Wednesday, May 23, 2007


As part of my "School's Out" promotion, I'll be posting excerpts throughout the next three days. Saturday, I'll draw to give away two downloads of What Mattered Most. To be entered, all you have to do is leave a comment on any excerpt post!


She looked for answers during the remainder of dinner, but didn’t find any. Listening to the men talk about hot rods, she poked at her food. She wanted the evening over, but didn’t want Caitlin to go either.

The inevitable couldn’t be postponed, though. Finally, with Dennis claiming exhaustion, Caitlin stood to hug Lanie. “You don’t have to walk us out. I’ll see you tomorrow, okay?”

“Sure.” Unease gathered in her stomach, but Lanie forced a smile. As John walked them to the door, she rose and began stacking plates.

“I’ll get those.” Laughter tinged John’s voice, and she startled, unaware until he spoke that he’d returned to the room. She was suddenly, achingly aware of being alone with him.

“What is so funny?” she snapped.

He set the plates on the counter and returned for a pair of goblets. “Your cousin and your boss. He’s still hot for her, and she has no clue.”

“What are you talking about?”

“You didn’t catch it?” He shot a glance over his shoulder at her, a grin quirking at his mouth. “Hell, Lanie, she accidentally nudged his leg under the table.

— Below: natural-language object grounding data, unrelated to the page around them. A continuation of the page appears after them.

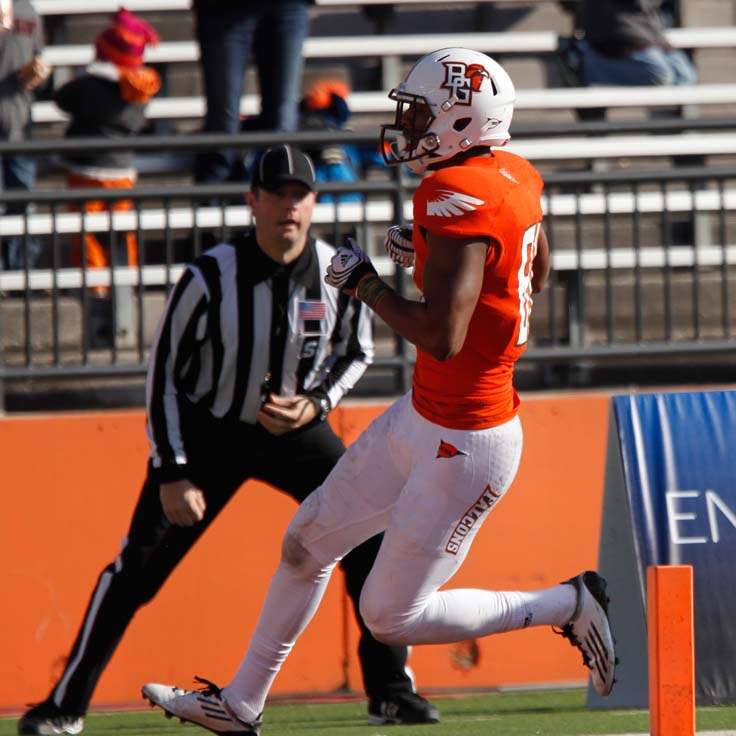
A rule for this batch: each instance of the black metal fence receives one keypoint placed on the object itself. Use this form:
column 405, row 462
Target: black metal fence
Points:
column 644, row 265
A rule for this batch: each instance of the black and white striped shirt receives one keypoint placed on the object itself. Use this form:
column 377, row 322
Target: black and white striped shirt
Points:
column 237, row 324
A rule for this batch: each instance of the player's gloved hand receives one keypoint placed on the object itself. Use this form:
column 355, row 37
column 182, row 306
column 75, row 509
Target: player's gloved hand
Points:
column 398, row 245
column 348, row 266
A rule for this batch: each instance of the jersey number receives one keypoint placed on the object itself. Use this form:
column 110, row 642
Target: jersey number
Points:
column 528, row 252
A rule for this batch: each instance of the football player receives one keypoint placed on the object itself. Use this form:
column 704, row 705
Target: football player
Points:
column 433, row 466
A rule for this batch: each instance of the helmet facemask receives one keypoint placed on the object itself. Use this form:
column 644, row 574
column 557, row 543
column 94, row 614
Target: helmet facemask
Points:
column 408, row 139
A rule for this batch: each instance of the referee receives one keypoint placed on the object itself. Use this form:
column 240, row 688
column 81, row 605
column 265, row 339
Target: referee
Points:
column 251, row 354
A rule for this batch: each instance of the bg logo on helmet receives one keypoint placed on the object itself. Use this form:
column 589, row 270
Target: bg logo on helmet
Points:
column 464, row 79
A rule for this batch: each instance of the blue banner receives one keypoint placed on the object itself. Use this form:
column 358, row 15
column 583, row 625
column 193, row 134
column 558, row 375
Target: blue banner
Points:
column 679, row 462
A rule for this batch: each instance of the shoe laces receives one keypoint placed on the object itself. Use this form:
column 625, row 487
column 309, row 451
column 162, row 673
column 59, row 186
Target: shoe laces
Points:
column 568, row 633
column 209, row 687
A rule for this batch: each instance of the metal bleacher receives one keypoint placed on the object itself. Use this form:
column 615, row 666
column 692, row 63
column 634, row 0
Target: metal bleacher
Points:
column 643, row 246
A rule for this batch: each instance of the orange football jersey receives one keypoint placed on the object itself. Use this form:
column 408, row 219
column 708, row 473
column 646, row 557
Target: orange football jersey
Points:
column 497, row 197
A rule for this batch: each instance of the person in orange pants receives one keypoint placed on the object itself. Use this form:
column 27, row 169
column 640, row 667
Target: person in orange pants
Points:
column 121, row 87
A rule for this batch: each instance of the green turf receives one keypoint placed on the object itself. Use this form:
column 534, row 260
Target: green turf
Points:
column 553, row 713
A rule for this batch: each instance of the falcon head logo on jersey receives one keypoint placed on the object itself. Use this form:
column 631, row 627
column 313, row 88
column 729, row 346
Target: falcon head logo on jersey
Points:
column 452, row 204
column 463, row 79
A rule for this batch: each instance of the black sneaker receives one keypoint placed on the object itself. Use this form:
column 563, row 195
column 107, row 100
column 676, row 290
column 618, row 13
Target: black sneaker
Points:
column 402, row 708
column 46, row 719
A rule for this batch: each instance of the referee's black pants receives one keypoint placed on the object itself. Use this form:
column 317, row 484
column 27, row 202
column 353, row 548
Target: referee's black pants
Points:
column 222, row 455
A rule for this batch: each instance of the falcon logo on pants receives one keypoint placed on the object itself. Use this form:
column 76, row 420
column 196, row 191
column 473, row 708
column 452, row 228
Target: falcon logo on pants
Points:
column 447, row 450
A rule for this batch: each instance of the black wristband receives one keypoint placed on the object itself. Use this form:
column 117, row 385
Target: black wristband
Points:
column 321, row 404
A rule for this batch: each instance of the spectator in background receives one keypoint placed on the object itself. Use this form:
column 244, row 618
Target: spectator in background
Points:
column 229, row 34
column 120, row 88
column 325, row 107
column 21, row 72
column 625, row 43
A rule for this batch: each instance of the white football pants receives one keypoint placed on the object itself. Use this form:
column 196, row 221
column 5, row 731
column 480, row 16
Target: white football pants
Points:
column 430, row 488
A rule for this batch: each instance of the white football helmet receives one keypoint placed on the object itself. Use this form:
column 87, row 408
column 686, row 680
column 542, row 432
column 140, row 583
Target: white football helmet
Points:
column 452, row 100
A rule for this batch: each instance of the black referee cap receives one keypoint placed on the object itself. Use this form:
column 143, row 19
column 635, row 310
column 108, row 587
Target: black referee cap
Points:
column 282, row 164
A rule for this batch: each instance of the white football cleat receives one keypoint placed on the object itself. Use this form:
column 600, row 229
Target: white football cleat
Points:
column 205, row 707
column 590, row 631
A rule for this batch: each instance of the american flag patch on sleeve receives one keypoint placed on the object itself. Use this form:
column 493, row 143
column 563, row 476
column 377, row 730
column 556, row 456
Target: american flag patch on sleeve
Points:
column 312, row 309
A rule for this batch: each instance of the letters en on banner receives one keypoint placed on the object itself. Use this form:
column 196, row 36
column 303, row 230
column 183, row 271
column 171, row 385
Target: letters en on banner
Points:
column 678, row 452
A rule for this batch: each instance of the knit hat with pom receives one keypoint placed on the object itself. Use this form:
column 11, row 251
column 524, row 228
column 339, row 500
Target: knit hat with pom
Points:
column 124, row 41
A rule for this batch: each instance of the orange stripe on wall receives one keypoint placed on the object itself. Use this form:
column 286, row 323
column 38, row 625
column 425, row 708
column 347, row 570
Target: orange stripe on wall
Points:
column 70, row 485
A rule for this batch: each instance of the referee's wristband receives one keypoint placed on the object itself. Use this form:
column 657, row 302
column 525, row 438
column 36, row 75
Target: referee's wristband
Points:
column 321, row 404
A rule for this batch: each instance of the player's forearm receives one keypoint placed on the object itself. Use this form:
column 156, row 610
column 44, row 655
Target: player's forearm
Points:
column 412, row 320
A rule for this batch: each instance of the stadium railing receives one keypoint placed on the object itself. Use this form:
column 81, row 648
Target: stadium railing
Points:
column 65, row 7
column 342, row 47
column 173, row 108
column 623, row 286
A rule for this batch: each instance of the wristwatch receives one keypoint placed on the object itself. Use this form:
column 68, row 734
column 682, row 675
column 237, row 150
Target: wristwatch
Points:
column 322, row 405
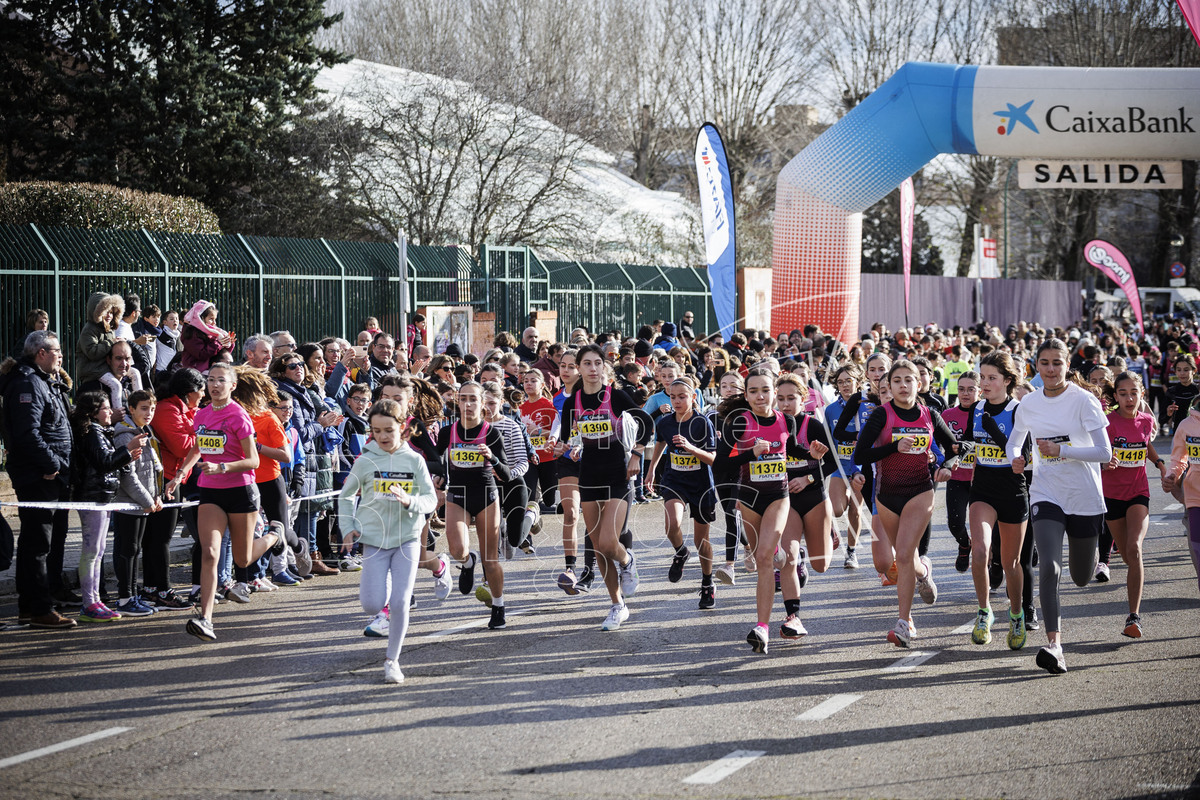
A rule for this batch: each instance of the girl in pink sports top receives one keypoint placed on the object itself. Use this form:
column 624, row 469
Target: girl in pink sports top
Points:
column 1127, row 488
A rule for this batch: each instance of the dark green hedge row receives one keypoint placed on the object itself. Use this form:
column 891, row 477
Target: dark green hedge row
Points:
column 95, row 205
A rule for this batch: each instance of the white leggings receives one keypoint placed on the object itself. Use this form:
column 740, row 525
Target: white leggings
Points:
column 397, row 566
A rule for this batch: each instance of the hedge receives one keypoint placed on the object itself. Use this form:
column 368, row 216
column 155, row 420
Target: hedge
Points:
column 96, row 205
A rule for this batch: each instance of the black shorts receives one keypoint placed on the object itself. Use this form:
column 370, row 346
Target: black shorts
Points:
column 603, row 492
column 237, row 499
column 807, row 500
column 473, row 501
column 701, row 503
column 1077, row 525
column 759, row 500
column 1119, row 509
column 1011, row 510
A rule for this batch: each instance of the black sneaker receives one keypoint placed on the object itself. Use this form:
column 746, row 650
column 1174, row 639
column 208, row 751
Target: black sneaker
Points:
column 963, row 563
column 995, row 576
column 677, row 564
column 1031, row 619
column 467, row 576
column 583, row 585
column 497, row 621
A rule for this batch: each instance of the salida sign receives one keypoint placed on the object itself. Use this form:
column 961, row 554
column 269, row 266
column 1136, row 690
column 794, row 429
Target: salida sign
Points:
column 1099, row 174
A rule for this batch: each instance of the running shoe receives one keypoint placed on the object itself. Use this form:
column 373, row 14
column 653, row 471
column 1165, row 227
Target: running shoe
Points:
column 286, row 579
column 629, row 579
column 583, row 585
column 442, row 582
column 757, row 638
column 617, row 614
column 497, row 621
column 567, row 582
column 900, row 635
column 467, row 573
column 995, row 575
column 1050, row 659
column 1017, row 631
column 963, row 563
column 792, row 627
column 99, row 613
column 304, row 561
column 925, row 587
column 378, row 626
column 238, row 593
column 982, row 632
column 168, row 601
column 135, row 607
column 1031, row 619
column 677, row 563
column 202, row 629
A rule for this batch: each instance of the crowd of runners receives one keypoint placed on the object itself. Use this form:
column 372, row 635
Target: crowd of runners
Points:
column 287, row 461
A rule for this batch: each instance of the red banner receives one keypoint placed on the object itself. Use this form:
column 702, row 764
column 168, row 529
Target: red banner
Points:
column 1107, row 258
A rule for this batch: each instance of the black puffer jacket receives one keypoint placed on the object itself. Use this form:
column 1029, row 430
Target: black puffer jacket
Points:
column 36, row 422
column 97, row 465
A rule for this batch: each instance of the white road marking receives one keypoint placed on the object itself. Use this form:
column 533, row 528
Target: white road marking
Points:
column 827, row 709
column 911, row 661
column 63, row 745
column 723, row 768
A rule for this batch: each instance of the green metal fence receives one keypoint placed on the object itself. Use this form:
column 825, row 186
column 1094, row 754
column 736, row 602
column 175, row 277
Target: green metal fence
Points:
column 316, row 288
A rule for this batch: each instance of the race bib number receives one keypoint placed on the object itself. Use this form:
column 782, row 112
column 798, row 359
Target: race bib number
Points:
column 598, row 428
column 1132, row 455
column 921, row 439
column 384, row 481
column 684, row 463
column 990, row 456
column 466, row 457
column 211, row 443
column 1194, row 450
column 1057, row 440
column 768, row 469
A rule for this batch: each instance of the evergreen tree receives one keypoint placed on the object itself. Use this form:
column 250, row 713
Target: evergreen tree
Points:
column 193, row 97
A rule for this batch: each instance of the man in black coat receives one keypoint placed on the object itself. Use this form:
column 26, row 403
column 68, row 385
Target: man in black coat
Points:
column 37, row 431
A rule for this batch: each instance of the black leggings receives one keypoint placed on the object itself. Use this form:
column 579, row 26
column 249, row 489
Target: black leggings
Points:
column 156, row 548
column 130, row 528
column 514, row 498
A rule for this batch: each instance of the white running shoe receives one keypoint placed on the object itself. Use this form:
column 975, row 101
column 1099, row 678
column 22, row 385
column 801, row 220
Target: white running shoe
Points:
column 629, row 579
column 925, row 587
column 442, row 582
column 378, row 626
column 617, row 614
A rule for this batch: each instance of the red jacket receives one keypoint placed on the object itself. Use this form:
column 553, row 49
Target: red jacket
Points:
column 174, row 425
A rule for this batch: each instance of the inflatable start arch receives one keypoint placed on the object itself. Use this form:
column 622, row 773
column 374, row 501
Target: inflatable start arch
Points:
column 927, row 109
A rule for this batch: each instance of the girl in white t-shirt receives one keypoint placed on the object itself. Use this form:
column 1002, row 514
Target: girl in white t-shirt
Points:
column 1068, row 428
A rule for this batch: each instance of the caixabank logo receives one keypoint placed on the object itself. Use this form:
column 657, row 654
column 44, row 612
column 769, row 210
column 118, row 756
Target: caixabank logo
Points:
column 1062, row 118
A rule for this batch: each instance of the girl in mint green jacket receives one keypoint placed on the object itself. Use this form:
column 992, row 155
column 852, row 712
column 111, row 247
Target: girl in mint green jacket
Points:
column 395, row 494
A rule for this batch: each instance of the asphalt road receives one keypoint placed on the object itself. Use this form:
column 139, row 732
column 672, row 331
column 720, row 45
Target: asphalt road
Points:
column 291, row 701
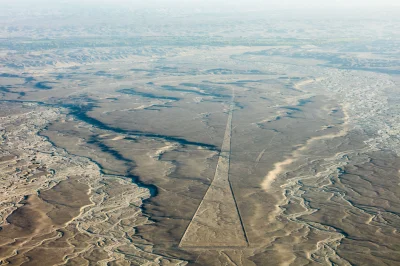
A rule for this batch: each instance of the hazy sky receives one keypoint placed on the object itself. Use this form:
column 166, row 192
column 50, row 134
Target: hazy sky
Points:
column 225, row 4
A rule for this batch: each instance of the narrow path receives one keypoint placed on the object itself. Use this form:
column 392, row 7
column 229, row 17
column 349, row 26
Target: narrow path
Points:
column 217, row 223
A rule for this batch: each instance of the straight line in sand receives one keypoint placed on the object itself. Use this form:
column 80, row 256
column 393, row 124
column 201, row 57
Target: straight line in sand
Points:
column 217, row 222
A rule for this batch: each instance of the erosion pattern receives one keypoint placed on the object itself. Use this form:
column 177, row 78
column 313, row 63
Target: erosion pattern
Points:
column 59, row 209
column 217, row 221
column 122, row 143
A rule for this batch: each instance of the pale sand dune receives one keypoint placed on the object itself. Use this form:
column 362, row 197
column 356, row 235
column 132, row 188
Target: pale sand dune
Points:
column 280, row 167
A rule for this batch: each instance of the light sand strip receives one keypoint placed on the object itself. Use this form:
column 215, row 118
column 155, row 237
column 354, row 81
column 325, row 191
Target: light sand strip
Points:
column 217, row 223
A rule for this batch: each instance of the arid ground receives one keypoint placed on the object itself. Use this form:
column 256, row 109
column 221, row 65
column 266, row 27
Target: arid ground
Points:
column 156, row 142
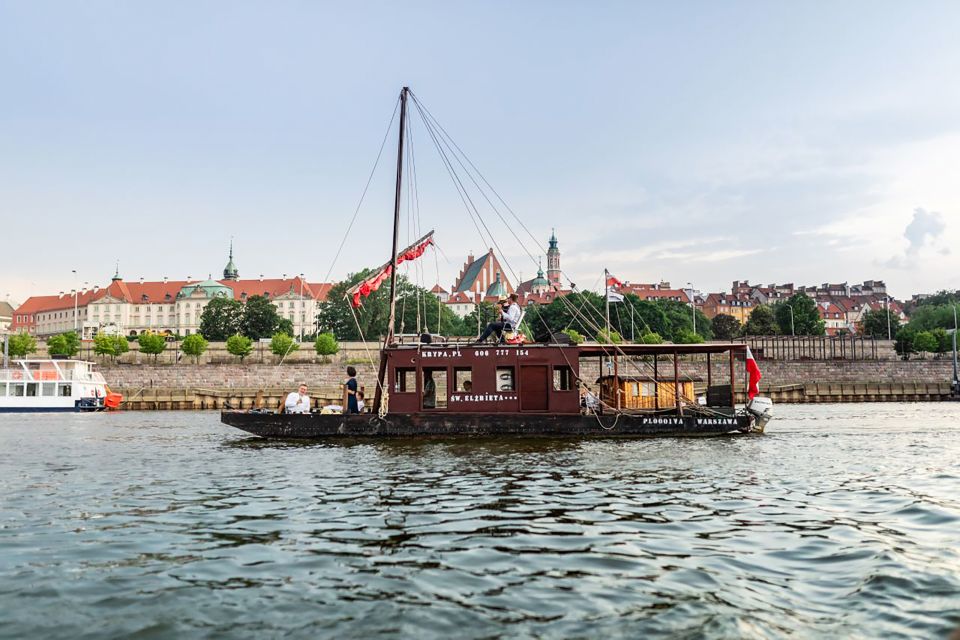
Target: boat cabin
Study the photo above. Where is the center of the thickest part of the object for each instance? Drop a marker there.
(546, 378)
(50, 378)
(647, 392)
(485, 379)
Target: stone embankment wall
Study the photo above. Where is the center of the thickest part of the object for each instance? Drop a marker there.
(214, 386)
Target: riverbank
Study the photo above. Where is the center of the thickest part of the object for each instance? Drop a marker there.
(214, 386)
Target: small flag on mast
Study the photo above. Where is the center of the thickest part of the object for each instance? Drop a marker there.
(754, 372)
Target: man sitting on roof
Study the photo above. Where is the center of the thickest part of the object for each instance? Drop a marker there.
(510, 313)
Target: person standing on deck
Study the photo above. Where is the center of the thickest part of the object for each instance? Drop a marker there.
(510, 314)
(429, 391)
(297, 401)
(351, 388)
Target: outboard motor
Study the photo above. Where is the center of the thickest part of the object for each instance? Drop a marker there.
(762, 410)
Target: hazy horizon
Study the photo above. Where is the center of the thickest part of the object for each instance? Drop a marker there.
(694, 142)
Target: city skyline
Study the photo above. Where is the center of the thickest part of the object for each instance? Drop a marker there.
(695, 144)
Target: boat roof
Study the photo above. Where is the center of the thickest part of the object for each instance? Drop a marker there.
(592, 349)
(659, 349)
(650, 378)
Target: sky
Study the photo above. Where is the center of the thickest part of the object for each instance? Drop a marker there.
(698, 142)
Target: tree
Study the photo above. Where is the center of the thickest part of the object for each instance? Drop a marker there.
(725, 327)
(66, 344)
(221, 318)
(944, 341)
(240, 346)
(194, 345)
(22, 344)
(260, 318)
(152, 344)
(417, 311)
(612, 337)
(924, 342)
(875, 323)
(761, 322)
(326, 345)
(805, 319)
(282, 344)
(110, 345)
(687, 337)
(903, 343)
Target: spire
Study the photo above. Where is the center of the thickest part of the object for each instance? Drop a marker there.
(230, 272)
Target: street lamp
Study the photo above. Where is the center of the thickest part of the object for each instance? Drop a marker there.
(886, 306)
(76, 292)
(302, 312)
(956, 380)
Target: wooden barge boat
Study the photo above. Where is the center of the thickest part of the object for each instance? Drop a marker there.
(522, 390)
(533, 390)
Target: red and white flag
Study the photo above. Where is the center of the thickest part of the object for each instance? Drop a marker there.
(754, 371)
(364, 288)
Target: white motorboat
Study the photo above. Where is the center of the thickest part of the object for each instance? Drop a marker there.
(54, 385)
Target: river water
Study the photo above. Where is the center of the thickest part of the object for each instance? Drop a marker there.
(842, 521)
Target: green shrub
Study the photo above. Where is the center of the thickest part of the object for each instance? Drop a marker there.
(282, 344)
(152, 344)
(194, 345)
(240, 346)
(326, 345)
(66, 344)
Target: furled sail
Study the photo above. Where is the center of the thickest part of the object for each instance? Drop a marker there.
(370, 284)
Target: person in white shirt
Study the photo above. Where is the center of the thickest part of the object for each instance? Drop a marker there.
(510, 314)
(297, 401)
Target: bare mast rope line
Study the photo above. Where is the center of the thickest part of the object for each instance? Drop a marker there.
(450, 144)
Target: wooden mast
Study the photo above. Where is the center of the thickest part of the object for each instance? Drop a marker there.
(393, 255)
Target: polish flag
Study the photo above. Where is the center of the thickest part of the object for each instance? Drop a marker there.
(755, 376)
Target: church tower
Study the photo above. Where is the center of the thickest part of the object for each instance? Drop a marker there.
(230, 271)
(553, 260)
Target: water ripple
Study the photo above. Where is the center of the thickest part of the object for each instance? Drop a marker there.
(841, 522)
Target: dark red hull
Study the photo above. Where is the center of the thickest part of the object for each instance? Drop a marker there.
(314, 426)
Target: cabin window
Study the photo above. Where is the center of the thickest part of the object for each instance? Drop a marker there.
(463, 379)
(562, 379)
(404, 381)
(506, 379)
(434, 388)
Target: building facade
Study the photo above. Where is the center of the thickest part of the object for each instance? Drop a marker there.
(167, 306)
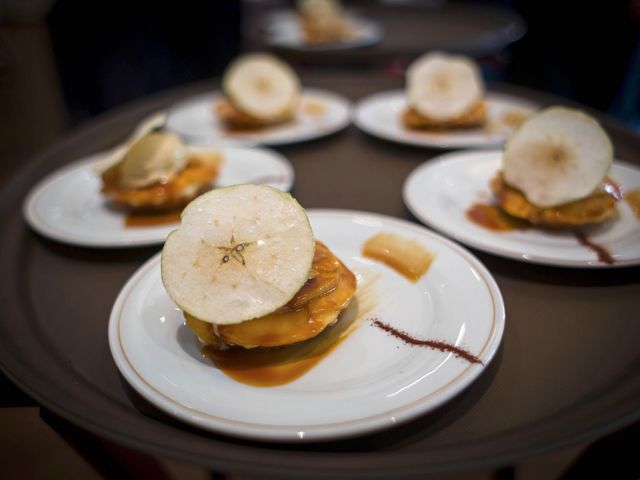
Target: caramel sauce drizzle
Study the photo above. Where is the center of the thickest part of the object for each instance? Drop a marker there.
(494, 218)
(270, 367)
(405, 256)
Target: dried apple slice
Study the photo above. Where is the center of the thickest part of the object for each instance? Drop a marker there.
(443, 87)
(557, 156)
(241, 252)
(261, 86)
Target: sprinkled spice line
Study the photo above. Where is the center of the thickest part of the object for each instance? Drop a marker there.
(435, 344)
(603, 255)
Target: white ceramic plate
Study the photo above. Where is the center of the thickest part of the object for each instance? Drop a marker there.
(283, 31)
(380, 115)
(67, 206)
(440, 191)
(370, 381)
(195, 119)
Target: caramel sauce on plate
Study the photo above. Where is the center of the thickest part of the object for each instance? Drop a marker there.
(633, 200)
(434, 344)
(405, 256)
(270, 367)
(494, 218)
(151, 219)
(513, 118)
(273, 366)
(603, 254)
(314, 108)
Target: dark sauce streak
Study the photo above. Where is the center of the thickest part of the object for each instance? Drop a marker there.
(603, 255)
(435, 344)
(613, 189)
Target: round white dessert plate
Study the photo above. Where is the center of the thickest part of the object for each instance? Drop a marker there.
(440, 192)
(370, 381)
(67, 205)
(283, 30)
(380, 115)
(319, 113)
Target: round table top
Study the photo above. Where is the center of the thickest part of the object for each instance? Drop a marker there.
(566, 371)
(408, 30)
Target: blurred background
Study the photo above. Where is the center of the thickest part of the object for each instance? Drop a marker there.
(63, 62)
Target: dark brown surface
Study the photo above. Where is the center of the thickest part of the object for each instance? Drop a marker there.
(568, 369)
(409, 29)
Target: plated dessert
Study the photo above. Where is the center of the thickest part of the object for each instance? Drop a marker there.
(261, 103)
(324, 21)
(554, 171)
(260, 91)
(444, 92)
(445, 104)
(247, 272)
(393, 354)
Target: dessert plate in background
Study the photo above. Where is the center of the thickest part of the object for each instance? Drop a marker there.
(380, 115)
(370, 381)
(67, 206)
(283, 30)
(440, 192)
(319, 113)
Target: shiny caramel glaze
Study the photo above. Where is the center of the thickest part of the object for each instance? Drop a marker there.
(475, 117)
(494, 218)
(197, 177)
(327, 292)
(314, 108)
(633, 199)
(513, 118)
(595, 208)
(267, 367)
(406, 256)
(315, 32)
(235, 119)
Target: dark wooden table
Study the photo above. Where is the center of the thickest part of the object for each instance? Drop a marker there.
(568, 370)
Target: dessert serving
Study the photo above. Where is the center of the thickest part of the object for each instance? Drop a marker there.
(247, 272)
(444, 92)
(260, 91)
(554, 171)
(324, 21)
(158, 173)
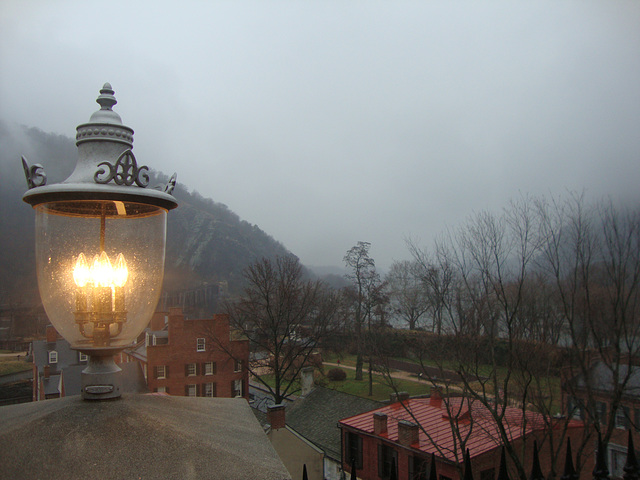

I thought he’d come out of his skin.”

“And you would notice that.”

He lifted the platters. “Actually, I was thinking how much I missed having you tease me under
the table. How much I miss you, period.”

His words left her speechless. In the bassinet, the baby stirred with a soft cough. Lanie watched John lean over him, adjusting the blanket. The affection on his face was all too real, everything she’d dreamed of seeing on his face when he looked at their son. The emotion, the conversation, the enforced closeness was all too much.

The anger snapped to life. “What are you doing?”

He straightened to look at her. Wariness took over his navy gaze. “What do you mean?”

Lanie waved a hand at the table, the living room, the bassinet. “This. Cooking. The whole perfect-daddy thing. The desk sergeant’s job. What are you doing?”

He swallowed, the muscles in his throat moving in a convulsive thrust. “Honey, I—”

“Don’t you dare call me that.” When he reached for her, she shoved him away, the exhausting effort barely moving him. She flung out her hands again, and the jerky motion toppled a goblet. Water flowed across the table, but neither of them moved. “Do you think my letting you stay changes anything?”

He stared at her, his face pale and gaunt, and she hated him for staying, for not leaving when he’d had the chance to go with Beth. She leaned closer, teeth clenched to prevent her from screaming at him, her voice a raw whisper instead. “It doesn’t matter what you do. Nothing changes what you did.”

Water dribbled onto the floor, a muffled splatter rising as it hit the carpet. He shook his head. “Don’t you think I know that? I’m trying to show you—”

“No.” She shook her head, pain shooting along the incision, digging deep into her senses.

“I know I hurt you. I’m sorry.”

“Hurt me?” The anger flared, drowning the pain, drowning everything but the overwhelming urge to strike back. “You ruined my life. You ruined everything! I wish I’d never met you, that I’d never gotten…”

The awful words died in her throat, and she stared at him, his blue eyes blazing in his pale face. He swallowed again. “I’m sorry for a lot of things, Lanie, but I can’t be sorry about that baby. Not about having him.”

She backed away, shaking her head. Why was he saying this now? Why not when it would have mattered? She forced a whisper past numb lips. “I hate you, O’Reilly.”

Instead of fleeing as she wanted, she took the stairs with maddening slowness, feeling his gaze on her the whole way. In the bedroom, she remembered the sleeping baby and restrained the urge to slam the door. The empty closet mocked her, and she fought the racking sobs attacking her body. Curled up on the bed, she wrapped her arms around a pillow and stared out at the waves.

Light glittered along a silver pool on her nightstand. Reaching out, she tangled her fingers in the silver chain and lifted the infinity pendant. It dangled from her hand, light reflecting along the links and the stylized swoop. She wrapped her hand around the pendant and drew it close, the edges cutting into her palm.



Anonymous said...

Hope you have a wonderful summer! I can't wait to read What Mattered Most!

Elisabeth Naughton said...

Love this book.

When is the print release again? I need to put it on my calendar.